DYNASTS OF LYCIA. Mithrapata, circa 390-370 BC.
Stater (Silver, 23 mm, 9.84 g, 5 h), uncertain mint (Zagaba or Phellos?). Forepart of a roaring lion to right. Rev.
𐊎𐊆-𐊉𐊕𐊀-𐊓𐊀𐊗𐊀 ('mithrapata' in Lycian) Bare head of Mithrapata to left; to lower right, triskeles; all within shallow incuse square. Mildenberg, Mithrapata, pl. XXXIV, 5 (this coin
, O3/R4). Müseler VII, 70 (same dies
). Podalia 57 (this coin
, A3/P4). W. Schwabacher: Lycian Coin-Portraits, in: Essays Robinson (1968), pl. 12, 4 (this coin
). A beautifully toned example with an incredibly detailed portrait and a fine pedigree. Very minor weakness and light doubling on the reverse, otherwise,
nearly extremely fine.
Ex LHS 95, 25 October 2005, 692 and Hess-Leu 45, 12 May 1970, 313, and from the 1957 Buçak [Podalia] Hoard (IGCH 1262).

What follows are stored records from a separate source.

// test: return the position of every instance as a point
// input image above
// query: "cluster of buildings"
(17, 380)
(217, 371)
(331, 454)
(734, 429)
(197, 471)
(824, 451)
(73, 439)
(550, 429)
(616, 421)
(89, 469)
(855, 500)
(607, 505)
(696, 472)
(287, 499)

Lycian coins are particularly noteworthy for carrying some of the earliest numismatic portraits of living humans in history - and what portraits they are! Far from the idealized, often perpetually youthful portraits of the Hellenistic world, Lycian dynasts such as Mithrapata are depicted as bearded, middle-aged men with prominent facial features. That is not to say that these are necessarily more 'realistic' than Hellenistic portraits, rather, they send out a different message. Clearly, the Lycian dynasts preferred to be portrayed as experienced and confident rulers, not as youthful and impetuous conquerers of the world, as was the case with many of Alexander's successors.